I had to stay in Hong Kong due to the case process but situation back in India was getting worse every day as my employer's father-in-law lives nearby my house in India started to threaten my husband and my family to kill them if i did not return back the case against his son and daughter in-law. As of my information, he came to my house 3 times in India to verbally threaten to kill him and also threatened me to kill me if i come back in India sooner or later. Things got worse and my husband's health was getting poor everyday due to this issue and started getting stress and soon he was found dead.

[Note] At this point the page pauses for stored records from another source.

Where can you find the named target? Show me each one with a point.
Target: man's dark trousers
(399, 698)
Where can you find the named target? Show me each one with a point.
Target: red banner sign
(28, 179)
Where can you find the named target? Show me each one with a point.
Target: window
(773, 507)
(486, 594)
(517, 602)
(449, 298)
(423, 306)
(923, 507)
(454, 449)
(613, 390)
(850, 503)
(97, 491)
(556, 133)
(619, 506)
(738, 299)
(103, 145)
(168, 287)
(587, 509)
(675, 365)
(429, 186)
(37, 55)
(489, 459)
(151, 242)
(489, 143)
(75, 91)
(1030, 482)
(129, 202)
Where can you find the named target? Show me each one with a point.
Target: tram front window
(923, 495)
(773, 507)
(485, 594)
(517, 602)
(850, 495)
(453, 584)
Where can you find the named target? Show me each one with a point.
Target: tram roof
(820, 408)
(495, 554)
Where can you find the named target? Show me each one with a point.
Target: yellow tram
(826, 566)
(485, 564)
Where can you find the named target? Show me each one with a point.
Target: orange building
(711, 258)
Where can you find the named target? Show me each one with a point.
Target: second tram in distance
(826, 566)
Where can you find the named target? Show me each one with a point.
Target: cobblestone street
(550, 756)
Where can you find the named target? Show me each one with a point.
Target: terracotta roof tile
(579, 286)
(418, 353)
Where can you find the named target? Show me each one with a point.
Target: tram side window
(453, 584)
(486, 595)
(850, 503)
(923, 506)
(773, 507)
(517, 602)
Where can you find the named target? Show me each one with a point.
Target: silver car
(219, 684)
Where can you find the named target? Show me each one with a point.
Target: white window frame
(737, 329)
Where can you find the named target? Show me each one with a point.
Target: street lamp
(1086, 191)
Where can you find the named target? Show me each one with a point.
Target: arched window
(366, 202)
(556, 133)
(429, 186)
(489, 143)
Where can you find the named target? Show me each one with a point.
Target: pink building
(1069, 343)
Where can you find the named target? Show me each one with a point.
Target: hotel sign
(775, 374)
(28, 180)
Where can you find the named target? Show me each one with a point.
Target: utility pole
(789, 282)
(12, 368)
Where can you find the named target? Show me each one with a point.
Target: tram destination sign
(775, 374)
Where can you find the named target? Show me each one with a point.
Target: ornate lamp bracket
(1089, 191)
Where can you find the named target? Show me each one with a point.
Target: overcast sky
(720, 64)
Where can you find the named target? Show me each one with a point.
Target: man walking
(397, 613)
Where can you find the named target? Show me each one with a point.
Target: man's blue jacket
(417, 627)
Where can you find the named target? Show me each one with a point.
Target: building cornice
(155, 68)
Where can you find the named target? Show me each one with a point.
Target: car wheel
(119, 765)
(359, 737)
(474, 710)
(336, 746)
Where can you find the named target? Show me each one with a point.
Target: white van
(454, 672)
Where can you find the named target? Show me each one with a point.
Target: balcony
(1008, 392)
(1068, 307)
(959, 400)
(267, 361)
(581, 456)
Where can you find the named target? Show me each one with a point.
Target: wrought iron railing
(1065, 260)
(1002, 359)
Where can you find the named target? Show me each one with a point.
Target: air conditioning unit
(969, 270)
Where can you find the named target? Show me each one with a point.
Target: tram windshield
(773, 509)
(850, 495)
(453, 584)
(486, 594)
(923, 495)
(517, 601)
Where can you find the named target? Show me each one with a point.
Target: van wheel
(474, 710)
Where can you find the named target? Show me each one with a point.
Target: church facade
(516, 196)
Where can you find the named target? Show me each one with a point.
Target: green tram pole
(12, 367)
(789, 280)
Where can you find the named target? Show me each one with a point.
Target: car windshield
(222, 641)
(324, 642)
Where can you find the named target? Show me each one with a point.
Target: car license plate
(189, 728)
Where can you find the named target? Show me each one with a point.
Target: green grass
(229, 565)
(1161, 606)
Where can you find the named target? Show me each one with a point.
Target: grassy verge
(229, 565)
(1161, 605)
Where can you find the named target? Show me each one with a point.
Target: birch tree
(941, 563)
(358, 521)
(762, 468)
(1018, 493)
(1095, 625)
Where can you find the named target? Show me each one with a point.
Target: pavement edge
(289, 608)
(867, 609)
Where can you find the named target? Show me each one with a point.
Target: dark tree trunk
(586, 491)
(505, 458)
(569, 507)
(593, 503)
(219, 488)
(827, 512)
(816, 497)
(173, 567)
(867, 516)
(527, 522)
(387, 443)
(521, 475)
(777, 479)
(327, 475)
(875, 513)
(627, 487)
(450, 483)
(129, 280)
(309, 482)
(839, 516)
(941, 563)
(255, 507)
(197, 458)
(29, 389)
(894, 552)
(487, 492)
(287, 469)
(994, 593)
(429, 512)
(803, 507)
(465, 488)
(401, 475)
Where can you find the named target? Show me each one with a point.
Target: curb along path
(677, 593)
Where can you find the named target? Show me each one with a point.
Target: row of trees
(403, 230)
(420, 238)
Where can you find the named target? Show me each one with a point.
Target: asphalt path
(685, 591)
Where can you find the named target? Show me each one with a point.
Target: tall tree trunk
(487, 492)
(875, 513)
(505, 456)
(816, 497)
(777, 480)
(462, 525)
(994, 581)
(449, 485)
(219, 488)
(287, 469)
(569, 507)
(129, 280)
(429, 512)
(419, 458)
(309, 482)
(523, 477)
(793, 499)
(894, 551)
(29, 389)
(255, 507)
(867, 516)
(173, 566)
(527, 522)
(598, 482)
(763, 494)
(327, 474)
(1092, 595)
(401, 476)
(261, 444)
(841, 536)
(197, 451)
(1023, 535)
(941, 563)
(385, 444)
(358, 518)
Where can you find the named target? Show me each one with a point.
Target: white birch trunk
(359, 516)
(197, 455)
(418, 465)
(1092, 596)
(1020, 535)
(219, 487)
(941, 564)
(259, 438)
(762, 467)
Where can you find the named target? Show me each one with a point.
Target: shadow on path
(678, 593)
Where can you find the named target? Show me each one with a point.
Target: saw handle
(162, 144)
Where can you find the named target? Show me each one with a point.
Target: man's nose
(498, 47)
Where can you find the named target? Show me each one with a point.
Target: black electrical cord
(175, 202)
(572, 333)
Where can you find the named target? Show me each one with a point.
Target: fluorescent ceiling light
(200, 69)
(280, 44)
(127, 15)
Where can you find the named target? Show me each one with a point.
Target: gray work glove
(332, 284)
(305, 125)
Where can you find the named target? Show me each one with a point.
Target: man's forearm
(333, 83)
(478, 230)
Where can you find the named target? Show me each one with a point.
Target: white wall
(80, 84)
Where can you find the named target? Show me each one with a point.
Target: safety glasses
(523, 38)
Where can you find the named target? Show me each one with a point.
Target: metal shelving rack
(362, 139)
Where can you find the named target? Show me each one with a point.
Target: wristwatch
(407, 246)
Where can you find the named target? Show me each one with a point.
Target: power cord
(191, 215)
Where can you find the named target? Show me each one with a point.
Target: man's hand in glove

In that moment everything changed, i still get flashbacks of that moment and it still shatters my soul. My husband was found dead on 9th March 2017 at 7 a.m India time zone, he was found near the river area. On that day, i became a widow with backlash of characterless name attached to me. Everyone blamed me for his death even my own three son stopped talking to me. My husband brother reported to the police about my husband’s death but the police didn't investigate the case thoroughly and just said it was a natural death. But i can vow, my ex employer had something to do with it as they threatened to kill him several times and came with weapons but nothing came out as in India bribery is very common i still don't believe in the police. On my husband’s grave memorial some random person asked one of my neighbour if i am in India yet and he is looking for me and asked him to contact him immediately if i do so. As my case was still pending i couldn't come to India even in my husband’s death. God has given me such fate that I couldn’t meet him even in his last breathe, perhaps i will meet him after death.
My youngest son informed me that it is dangerous to come back to India at that moment i felt a sense of danger for myself and my family because i already had a doubt on my husband death because before his death, he was last seen at 3 am drinking with my sons then my husband left home at 4 am the he meet a women nearby on 5 am on the streets in normal state but his body was found dead on 7 am along the river side. I had a sense of realization that i cannot lose this fight against my employer and if i die no one will feed my kids and who will take care of them. As a mother i feel restless everyday in worry of my children are safety. My ex employer kept spreading false rumours that i have a relationship with another man in Hong Kong and that caused my relationship with my in laws is in a very bad state and they hate me now because they think i was the reason my husband died but only I know how much of sorrow i have been through. Even my own three sons don't talk to me properly anymore, only my youngest son talks to me. All these worries made me worried and not return back to India because i know my life and my children’s life is in danger however i want to live happily with my sons over here in Hong Kong and settle here. Currently my eldest son is looking after my other 2 sons in India now and i am here in Hong Kong still ongoing in the process of case to fight against my ex employer. I miss my husband everyday and if i could return back in time i would’ve never come to work in Hong Kong but i will fight and i am determined to win against the ones who did my family and me wrong. I believe god is looking after everyone and everyone has to pay for their sins one day. This is my life story and how it turned out to be this way. Thank you to everyone who has ever helped me in this journey and will continue to support me.